# Graphic manipulation - Psychrometric chart

I'm working on a psychrometric chart on Mathematica. The code is as follows:

(*psat is saturation pressure calculated by Hyland Wexler correlation*)
psat[T_?NumericQ] :=
Exp[(c8/(T + 273.15)) +
c9 + (c10*(T +
273.15)) + (c11*((T + 273.15)^2)) + (c12*((T +
273.15)^3)) + (c13*Log[T + 273.15])]
c8 = -5800.2206;
c9 = 1.3914993;
c10 = -0.04860239;
c11 = 0.41764768*10^-4;
c12 = -0.14452093*10^-7;
c13 = 6.5459673;
patm = 101325;(*Pa*)(*atm pressure*)
rn = 0.622;(*kg/kg*);(*molar ratio*)
cp = 1.004;(*KJ/kg K*);(*air specific heat*)
hvref = 2501;(*KJ/kg*);(*vapour enthalpy*)
cpda = 1.006;(*KJ/kg K*);(*specific heat dry air*)
cpwv = 1.84;(*KJ/kg K*);(*specific heat water vapour*)
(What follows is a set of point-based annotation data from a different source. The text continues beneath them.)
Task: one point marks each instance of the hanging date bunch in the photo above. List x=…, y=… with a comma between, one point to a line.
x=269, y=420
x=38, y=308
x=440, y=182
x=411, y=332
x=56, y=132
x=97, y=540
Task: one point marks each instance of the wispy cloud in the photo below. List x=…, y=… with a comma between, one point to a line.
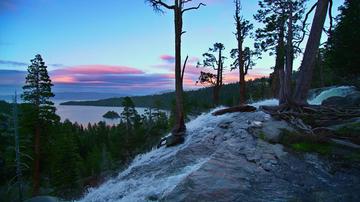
x=167, y=58
x=13, y=63
x=10, y=63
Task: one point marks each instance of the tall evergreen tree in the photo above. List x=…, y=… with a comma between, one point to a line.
x=37, y=92
x=343, y=47
x=241, y=55
x=274, y=37
x=217, y=64
x=179, y=8
x=307, y=66
x=129, y=115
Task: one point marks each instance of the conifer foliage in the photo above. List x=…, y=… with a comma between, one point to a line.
x=37, y=93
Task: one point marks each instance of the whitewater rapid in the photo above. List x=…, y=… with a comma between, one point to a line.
x=159, y=173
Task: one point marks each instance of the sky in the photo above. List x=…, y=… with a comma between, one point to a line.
x=116, y=46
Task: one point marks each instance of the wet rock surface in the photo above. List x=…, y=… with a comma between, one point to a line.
x=221, y=160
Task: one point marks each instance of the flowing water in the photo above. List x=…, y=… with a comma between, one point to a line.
x=221, y=160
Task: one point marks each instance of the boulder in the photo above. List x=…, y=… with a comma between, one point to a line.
x=174, y=140
x=245, y=108
x=333, y=101
x=351, y=100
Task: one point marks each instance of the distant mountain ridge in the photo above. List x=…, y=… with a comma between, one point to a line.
x=202, y=98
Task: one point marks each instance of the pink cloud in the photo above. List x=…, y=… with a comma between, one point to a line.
x=98, y=69
x=167, y=58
(*Y is humidity ratio as function of relative humidity and temperature*)
Y[phi_?NumericQ, T_?NumericQ] := (rn*phi*psat[T])/(patm - psat[T])

phiPlot = Table[Plot[Y[phi, T], {T, 0, 50}, PlotStyle -> {Thin, Blue}], {phi,0.1, 1, 0.1}];

phiSatPlot = Plot[Y[1, T], {T, 0, 50}, PlotStyle -> Green, PlotRange -> {{0, 50}, {0, 0.050}}];

Tref = 0;

(*YB is humidity ratio as function of enthalpy and temperature*)
YB[h_?NumericQ,T_?NumericQ] := (h - (cpda*(T + 273.15 - (Tref + 273.15))))/((cpwv*(T + 273.15 - (Tref + 273.15))) + hvref)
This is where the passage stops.